UK Steel has today launched a report showcasing the vast chasm between UK industrial electricity prices and what European competitors pay, setting out four recommendations to deliver competitive electricity prices for the UK steel industry.


After the two landmark declarations by UK steelmakers, Tata Steel and British Steel, that they will invest in electric arc furnace technology, competitive electricity prices become even more important.

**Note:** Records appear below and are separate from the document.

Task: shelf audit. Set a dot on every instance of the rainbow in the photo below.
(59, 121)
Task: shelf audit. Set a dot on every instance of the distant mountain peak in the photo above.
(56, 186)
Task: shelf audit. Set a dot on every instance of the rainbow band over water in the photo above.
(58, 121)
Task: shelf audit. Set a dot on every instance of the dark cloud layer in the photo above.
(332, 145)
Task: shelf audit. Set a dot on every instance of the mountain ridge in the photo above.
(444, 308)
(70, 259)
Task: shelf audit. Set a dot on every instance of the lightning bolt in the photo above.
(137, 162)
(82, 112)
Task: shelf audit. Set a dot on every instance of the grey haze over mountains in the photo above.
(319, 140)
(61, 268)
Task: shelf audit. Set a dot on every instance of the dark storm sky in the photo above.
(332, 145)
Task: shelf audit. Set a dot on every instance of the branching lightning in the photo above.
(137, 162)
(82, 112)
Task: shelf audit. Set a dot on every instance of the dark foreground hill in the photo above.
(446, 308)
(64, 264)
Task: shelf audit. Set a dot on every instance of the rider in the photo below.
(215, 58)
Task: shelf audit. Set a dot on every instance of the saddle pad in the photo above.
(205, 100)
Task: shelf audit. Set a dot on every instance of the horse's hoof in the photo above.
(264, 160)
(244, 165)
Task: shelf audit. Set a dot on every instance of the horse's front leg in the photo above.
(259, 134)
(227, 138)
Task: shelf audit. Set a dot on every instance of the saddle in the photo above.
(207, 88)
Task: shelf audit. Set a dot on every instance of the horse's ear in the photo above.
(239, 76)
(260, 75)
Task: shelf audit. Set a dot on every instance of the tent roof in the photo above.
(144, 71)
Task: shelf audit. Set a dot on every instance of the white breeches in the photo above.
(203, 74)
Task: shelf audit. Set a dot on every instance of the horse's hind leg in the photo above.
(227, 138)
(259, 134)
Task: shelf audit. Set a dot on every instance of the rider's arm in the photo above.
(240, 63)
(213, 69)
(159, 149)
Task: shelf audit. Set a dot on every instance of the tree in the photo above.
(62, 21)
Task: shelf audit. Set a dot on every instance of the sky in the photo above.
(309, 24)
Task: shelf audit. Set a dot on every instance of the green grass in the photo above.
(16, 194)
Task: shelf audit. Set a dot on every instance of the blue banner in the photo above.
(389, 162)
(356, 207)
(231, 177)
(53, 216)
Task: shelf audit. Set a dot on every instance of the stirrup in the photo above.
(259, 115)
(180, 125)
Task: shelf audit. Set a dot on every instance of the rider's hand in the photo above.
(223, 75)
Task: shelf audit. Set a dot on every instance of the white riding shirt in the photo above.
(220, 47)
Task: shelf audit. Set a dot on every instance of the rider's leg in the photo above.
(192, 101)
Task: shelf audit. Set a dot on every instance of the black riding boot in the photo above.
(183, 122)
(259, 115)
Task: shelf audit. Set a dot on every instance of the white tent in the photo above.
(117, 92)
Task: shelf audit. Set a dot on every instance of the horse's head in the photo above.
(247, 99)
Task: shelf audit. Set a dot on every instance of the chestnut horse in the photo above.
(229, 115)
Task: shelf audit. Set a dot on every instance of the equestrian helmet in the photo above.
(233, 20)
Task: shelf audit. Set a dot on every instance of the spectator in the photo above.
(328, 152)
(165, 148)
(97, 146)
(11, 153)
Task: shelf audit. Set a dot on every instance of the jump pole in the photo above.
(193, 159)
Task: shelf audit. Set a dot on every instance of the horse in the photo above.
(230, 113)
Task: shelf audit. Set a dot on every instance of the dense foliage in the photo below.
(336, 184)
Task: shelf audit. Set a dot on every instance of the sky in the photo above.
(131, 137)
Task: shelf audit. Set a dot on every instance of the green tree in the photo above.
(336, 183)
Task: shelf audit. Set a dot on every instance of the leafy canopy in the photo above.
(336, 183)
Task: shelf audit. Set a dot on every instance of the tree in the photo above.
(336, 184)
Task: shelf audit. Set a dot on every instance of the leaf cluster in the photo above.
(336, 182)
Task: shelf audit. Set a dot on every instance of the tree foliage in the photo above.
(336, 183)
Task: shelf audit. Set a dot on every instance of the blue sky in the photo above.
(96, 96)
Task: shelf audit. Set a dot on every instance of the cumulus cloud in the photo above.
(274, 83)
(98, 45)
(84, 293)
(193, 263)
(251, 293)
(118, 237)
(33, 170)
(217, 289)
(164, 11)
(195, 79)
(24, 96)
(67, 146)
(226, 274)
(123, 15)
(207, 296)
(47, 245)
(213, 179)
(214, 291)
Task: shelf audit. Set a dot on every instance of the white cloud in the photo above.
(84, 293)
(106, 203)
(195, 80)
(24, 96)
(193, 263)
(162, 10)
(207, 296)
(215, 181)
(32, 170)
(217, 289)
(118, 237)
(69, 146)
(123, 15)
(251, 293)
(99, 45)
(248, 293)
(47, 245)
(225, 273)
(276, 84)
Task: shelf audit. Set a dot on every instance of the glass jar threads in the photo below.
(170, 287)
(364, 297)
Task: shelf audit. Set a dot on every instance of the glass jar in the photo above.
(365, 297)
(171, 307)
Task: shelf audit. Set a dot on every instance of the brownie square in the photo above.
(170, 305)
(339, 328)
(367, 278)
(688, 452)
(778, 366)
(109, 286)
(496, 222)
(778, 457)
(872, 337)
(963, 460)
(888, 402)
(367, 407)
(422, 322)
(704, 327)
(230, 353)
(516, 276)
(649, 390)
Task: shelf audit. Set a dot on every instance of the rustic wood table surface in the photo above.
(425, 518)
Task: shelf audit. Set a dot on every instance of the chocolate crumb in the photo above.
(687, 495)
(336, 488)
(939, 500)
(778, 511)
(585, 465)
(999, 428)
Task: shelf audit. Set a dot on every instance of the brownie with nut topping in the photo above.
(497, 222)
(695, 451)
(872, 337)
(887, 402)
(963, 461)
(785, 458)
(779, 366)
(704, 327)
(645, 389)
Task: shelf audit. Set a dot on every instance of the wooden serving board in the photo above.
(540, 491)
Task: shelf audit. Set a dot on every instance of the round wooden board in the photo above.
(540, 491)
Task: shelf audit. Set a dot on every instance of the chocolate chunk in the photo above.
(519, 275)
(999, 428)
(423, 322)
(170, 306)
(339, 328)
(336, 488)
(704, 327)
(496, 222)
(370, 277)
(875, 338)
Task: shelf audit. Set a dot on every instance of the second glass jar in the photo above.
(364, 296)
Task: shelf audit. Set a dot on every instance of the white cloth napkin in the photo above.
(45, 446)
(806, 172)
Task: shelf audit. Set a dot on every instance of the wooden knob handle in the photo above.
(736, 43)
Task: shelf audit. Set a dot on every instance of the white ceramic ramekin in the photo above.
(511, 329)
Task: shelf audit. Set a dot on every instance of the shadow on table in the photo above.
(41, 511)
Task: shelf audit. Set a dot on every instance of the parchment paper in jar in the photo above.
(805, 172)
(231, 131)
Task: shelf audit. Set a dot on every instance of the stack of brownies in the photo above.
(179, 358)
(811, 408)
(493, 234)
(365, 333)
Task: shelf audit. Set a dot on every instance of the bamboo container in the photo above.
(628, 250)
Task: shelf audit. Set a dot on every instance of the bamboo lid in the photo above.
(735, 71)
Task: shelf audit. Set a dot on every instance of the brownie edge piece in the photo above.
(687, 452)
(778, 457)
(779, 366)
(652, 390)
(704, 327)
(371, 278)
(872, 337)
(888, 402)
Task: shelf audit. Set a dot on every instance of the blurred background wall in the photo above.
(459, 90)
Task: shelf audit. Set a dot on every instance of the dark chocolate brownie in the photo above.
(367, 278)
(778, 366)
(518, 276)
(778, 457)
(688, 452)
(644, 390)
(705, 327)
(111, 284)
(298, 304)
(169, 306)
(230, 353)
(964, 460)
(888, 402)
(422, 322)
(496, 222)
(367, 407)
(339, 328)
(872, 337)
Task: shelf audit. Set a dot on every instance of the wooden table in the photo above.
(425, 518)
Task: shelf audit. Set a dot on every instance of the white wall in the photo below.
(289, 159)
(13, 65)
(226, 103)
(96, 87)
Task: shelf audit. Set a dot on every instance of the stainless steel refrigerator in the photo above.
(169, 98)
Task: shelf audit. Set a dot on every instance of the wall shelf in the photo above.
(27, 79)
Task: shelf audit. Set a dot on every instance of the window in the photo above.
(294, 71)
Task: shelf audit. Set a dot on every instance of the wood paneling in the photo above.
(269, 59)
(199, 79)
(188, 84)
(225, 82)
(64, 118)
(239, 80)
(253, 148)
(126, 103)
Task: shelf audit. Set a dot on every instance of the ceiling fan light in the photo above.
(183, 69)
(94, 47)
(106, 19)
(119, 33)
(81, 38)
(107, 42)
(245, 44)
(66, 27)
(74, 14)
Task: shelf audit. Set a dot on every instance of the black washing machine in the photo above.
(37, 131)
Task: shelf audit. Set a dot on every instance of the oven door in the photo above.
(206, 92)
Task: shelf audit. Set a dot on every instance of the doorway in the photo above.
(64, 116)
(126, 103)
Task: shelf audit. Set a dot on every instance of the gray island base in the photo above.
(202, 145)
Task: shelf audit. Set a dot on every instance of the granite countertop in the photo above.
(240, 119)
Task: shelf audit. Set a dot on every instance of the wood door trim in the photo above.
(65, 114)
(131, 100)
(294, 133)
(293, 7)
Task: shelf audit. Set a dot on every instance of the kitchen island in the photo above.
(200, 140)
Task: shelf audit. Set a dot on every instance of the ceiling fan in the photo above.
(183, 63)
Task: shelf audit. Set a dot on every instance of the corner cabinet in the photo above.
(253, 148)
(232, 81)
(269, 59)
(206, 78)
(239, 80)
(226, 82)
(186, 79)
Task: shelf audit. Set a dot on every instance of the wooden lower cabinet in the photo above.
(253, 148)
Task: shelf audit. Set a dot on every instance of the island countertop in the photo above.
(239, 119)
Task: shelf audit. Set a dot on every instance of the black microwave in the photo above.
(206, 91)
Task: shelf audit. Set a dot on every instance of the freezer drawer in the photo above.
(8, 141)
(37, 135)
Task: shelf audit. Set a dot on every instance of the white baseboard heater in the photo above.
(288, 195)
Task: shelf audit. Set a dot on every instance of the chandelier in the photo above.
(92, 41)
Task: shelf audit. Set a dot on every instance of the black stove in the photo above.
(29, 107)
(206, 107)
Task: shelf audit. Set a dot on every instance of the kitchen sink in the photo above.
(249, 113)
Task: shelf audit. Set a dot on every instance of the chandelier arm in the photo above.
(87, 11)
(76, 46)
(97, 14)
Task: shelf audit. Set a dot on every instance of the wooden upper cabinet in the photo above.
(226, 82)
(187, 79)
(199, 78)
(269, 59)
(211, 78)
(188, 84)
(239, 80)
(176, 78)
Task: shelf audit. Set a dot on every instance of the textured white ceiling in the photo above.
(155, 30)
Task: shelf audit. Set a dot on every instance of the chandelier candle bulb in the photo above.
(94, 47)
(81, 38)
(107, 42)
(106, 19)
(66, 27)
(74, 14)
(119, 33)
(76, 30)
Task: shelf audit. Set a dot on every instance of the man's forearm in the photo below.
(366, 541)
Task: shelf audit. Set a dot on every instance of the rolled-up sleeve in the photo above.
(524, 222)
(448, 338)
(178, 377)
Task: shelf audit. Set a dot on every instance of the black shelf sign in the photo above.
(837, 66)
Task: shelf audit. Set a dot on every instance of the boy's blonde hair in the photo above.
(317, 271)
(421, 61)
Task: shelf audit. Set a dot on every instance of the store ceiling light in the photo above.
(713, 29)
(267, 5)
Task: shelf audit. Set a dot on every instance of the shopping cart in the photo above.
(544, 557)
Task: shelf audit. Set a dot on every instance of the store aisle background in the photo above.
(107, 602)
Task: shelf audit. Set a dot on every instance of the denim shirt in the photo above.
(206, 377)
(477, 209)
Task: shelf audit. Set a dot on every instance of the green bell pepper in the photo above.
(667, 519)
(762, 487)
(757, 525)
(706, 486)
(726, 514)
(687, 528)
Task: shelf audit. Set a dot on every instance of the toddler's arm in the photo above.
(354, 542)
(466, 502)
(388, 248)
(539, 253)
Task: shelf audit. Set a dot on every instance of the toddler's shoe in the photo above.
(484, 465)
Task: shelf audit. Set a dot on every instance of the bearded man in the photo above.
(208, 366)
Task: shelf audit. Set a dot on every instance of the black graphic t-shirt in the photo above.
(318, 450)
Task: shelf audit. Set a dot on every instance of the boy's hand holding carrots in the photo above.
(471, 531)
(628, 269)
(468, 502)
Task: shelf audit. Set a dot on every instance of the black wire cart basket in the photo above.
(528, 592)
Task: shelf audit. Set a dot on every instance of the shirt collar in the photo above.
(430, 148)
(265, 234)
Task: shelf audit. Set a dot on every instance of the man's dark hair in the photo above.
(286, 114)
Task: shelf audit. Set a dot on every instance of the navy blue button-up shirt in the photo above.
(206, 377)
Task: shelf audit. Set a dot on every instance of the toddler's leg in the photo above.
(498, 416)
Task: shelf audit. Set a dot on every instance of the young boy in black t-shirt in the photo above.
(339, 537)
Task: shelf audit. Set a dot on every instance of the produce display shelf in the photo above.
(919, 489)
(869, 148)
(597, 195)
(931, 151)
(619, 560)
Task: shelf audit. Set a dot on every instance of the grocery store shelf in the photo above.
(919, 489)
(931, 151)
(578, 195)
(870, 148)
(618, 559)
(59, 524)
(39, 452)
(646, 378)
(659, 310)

UK Steel welcomes the sector’s vision for new, modern steelmaking, but to maximise the value of these investments the industry will need affordable electricity supplies.


Steelmakers in the UK pay nearly two times as much as Germany and France’s industrial electricity prices. This is partly due to higher grid connection costs in the UK, which the Government could reduce further.


Steel production’s energy-intensive nature leads to high electricity consumption, and these costs can represent up to 180% of steel producers’ Gross Value Added (GVA) in the UK. With a switch to electric arc furnaces, it is expected that the sector’s electricity consumption will roughly double.


UK Steel makes four recommendations to cut prices:

1. Implement the British Industry Supercharger package by April 2024

2. Compensate industry for 90% of its network charges, matching French/German support levels

3. Wholesale market reforms, which could include splitting the wholesale market

4. Track industrial energy price disparities between countries


UK Steel Director General, Gareth Stace, said: “Nearly every economy in the G20 boasts a strong steel sector, as our industry sits at the foundation of manufacturing and economic output. As our steel sector fully switches to electric furnace to reach Net Zero targets, we must not lose sight of how important electricity costs are in the move to green steel."


“While Government should be applauded for implementing the Industry Supercharger package, it doesn’t match what other governments provide for their steel industry. The average price faced by UK steelmakers for 2023/24 is £113 per MWh compared to the German and French prices of £61/MWh. That’s a price gap of £52/MWh, meaning we pay £117 million more for our electricity this year than our European competitors.


“We are on the cusp of the biggest transformation of the UK steel industry in decades. Government needs to enact our four recommendations to make the business environment even more attractive to invest here in the UK. With truly competitive electricity prices, the UK’s electric arc furnace steel industry will be here to stay.”